Cybersecurity professionals have raised concerns that local authorities across Scotland remain underprepared for cyber threats and are hampered by outdated IT infrastructure.
In recent days, multiple Scottish organisations have fallen victim to cyber incidents. Among them are Edinburgh and West Lothian Councils. In Edinburgh, an attempted cyber attack targeting the education department disrupted students’ access to crucial revision materials during exam season. The attack involved a targeted "spear-phishing" attempt—an advanced, more personalised form of phishing. Fortunately, staff identified the threat after receiving a suspicious meeting invitation earlier that day.
Earlier that week, a suspected ransomware attack affected schools in West Lothian. Though no sensitive or personal data was compromised, the council had to implement backup plans to keep schools operational.
Cybersecurity experts are now sounding the alarm, warning that many public bodies are neither equipped to prevent such attacks nor adequately prepared to recover from them.
Dr Karen Renaud, a cybersecurity expert and reader in the Department of Computer and Information Sciences at Strathclyde University, said many organisations lack the foresight and systems needed for effective recovery following a breach.
“If you fail to plan, you plan to fail,” she warned. “Many organisations don’t even have a plan to recover after a successful attack. They put most of their eggs into the ‘resistance’ basket. Balancing things out and trusting everyone to play their part does not need to cost that much more.”
Dr Renaud emphasized that resilience needs to be prioritised alongside resistance.
“Resistance is usually achieved by using technical measures and ensuring that staff are well aware of secure actions they should take. Many organisations fail to give the same amount of time and attention to resilience, so when they get breached things fall apart.

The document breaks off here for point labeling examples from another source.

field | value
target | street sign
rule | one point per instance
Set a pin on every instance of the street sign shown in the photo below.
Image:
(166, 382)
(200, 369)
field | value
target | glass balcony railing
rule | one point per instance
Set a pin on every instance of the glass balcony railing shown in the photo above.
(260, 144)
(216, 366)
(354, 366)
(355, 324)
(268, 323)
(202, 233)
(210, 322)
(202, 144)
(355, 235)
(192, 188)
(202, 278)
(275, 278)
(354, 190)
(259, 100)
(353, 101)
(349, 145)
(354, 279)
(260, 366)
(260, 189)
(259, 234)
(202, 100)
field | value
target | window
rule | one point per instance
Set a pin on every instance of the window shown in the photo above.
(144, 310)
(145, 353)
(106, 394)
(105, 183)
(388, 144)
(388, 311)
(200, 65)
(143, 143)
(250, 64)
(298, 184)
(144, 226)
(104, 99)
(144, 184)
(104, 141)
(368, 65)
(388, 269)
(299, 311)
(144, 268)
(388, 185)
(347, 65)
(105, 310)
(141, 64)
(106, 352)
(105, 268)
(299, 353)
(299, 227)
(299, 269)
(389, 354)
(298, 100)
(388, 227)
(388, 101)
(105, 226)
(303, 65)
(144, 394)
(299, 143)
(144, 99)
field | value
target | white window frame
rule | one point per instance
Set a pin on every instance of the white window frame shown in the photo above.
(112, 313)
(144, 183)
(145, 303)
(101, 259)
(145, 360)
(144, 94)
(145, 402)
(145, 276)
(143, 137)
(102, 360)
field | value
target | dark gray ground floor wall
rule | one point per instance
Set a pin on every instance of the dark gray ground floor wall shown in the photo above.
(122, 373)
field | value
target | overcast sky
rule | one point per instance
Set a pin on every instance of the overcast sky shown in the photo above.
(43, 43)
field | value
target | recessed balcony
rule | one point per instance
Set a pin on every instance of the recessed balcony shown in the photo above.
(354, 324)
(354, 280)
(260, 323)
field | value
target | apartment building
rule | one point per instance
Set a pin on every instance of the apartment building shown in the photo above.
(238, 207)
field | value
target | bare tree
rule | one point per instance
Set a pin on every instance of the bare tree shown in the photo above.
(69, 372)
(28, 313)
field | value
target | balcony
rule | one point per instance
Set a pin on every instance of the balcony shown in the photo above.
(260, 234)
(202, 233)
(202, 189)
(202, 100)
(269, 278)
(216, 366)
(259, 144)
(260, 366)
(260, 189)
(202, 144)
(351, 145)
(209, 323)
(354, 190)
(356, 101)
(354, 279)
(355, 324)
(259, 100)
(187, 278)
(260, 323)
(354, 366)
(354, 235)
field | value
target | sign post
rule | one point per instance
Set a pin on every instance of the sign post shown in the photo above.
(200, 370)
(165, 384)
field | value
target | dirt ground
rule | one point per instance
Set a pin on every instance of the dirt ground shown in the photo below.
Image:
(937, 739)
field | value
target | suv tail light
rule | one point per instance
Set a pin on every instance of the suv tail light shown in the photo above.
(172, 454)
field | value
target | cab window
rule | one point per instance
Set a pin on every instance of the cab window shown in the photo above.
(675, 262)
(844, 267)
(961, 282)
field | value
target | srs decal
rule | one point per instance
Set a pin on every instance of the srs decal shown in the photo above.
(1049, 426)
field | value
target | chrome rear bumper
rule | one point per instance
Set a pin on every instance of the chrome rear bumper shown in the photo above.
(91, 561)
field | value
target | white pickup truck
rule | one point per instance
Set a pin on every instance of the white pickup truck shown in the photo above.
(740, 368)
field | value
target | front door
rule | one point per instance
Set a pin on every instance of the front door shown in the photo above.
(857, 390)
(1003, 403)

There is a simple technique called replication where you ensure that a fully replicated system can take over if one system fails or is breached.
She also criticised the notion that human users are the weakest link in cybersecurity, calling it a flawed perspective.
“If humans are falling for phishing attacks, they either have not been trained effectively to cope with the new AI-generated phishing attacks or the organisation has not implemented measures like two-factor authentication to act as a safety net in case people do get deceived.
On the surface it might look as if humans are the vulnerability - the actual vulnerability is that organisations respond by applying more and more constraints, rules and restrictions on employees.
When you treat humans as the problem, they will become the problem.
Organisations need to start treating their employees as the solution and giving them the knowledge and ability to be the solution.”
Dimitros Pezaros, professor of computer networks at the University of Glasgow, echoed similar concerns, pointing to the risks posed by legacy IT systems, particularly in public sector environments where regular software updates, or patching, may not be straightforward.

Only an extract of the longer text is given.